O Tribunal de Santarém começou hoje a ouvir 12 cidadãos de nacionalidade chinesa, detidos pela Polícia Judiciária (PJ) num armazém na zona de Felgueiras, onde se dedicavam à plantação e cultivo de cannabis em larga escala.
Os arguidos, oito homens e quatro mulheres sem dupla nacionalidade, foram apanhados pela primeira vez em janeiro de 2025, em Alcanhões, perto de Santarém, onde mantinham um sofisticado laboratório de produção de droga na antiga panificadora da vila.
Todos acusados por um crime de tráfico de estupefacientes, os suspeitos foram apenas presentes a um juiz de instrução criminal e identificados durante o dia de hoje, sendo que o interrogatório judicial prossegue esta sexta-feira, a partir das 10 horas
Segundo a Rede Regional conseguiu apurar, a diligência prolongou-se devido a dificuldades a nível da tradução, pois nenhum dos arguidos declarou compreender a língua portuguesa, nem explicar em concreto a profissão ou a atividade a que se dedicam desde que estão em Portugal.
Depois de Alcanhões e antes de Felgueiras, onde as autoridades apreenderam perto de 3.500 pés de cannabis no armazém arrendado onde todos residiam, o grupo terá passado ainda pelos arredores de Alcobaça e outras localidades no norte do país, dedicando-se à mesma atividade.

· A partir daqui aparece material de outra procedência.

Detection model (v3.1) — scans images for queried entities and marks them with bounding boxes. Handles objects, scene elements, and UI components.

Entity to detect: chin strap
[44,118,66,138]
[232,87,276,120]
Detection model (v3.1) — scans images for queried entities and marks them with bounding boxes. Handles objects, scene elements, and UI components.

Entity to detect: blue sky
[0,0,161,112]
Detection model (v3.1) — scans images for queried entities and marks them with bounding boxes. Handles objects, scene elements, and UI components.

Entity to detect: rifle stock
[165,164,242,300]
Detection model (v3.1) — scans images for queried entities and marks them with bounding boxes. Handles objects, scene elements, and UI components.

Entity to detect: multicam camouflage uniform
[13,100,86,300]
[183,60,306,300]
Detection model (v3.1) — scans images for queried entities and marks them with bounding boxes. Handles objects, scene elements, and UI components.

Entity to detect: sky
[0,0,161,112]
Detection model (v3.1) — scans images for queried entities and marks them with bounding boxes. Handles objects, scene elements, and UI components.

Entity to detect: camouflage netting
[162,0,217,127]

Recorde-se que, na antiga “Panificadora Regional de Alcanhões”, a GNR aprendeu 115 quilos de canábis sativa seca e pronta a vender e consumir, e um total de 3.552 pés de canábis sativa em diferentes estados de maturação.
A existência do laboratório foi detetada quase por acaso, após muitas queixas de moradores devido a quebras no fornecimento de eletricidade em partes da vila, devido aos elevados consumos de energia, o que despertou a atenção da EDP e da GNR, posteriormente.
Além da droga, a Guarda encontrou várias salas criadas para as diferentes fases de maturação das plantas, com sistemas de ventilação e aquecimento bastante sofisticados, e apreendeu 526 arrancadores para lâmpadas de aquecimento, 392 lâmpadas de aquecimento, 213 disjuntores elétricos, 72 extratores de gases, 67 filtros de grandes dimensões, 71 ventoinhas, 29 ventiladores, 7 controladores de estufa, 3 balanças de precisão e diverso material relacionado com a produção, secagem e embalamento de produto estupefaciente.
Encerradas em 2013 e depois de vários anos ao abandono, as instalações foram vendidas em 2018 em hasta pública e uma cidadã portuguesa, tendo sido posteriormente adquiridas por um cidadão de origem asiática, que colocou chapas de ferro nos muros à volta da propriedade, tapando a vista para o interior.
Na altura, a população da vila ficou estupefacta com a existência do laboratório, pois nunca se viram quaisquer movimentações junto à antiga unidade industrial, desde que o imóvel tinha sido vendido.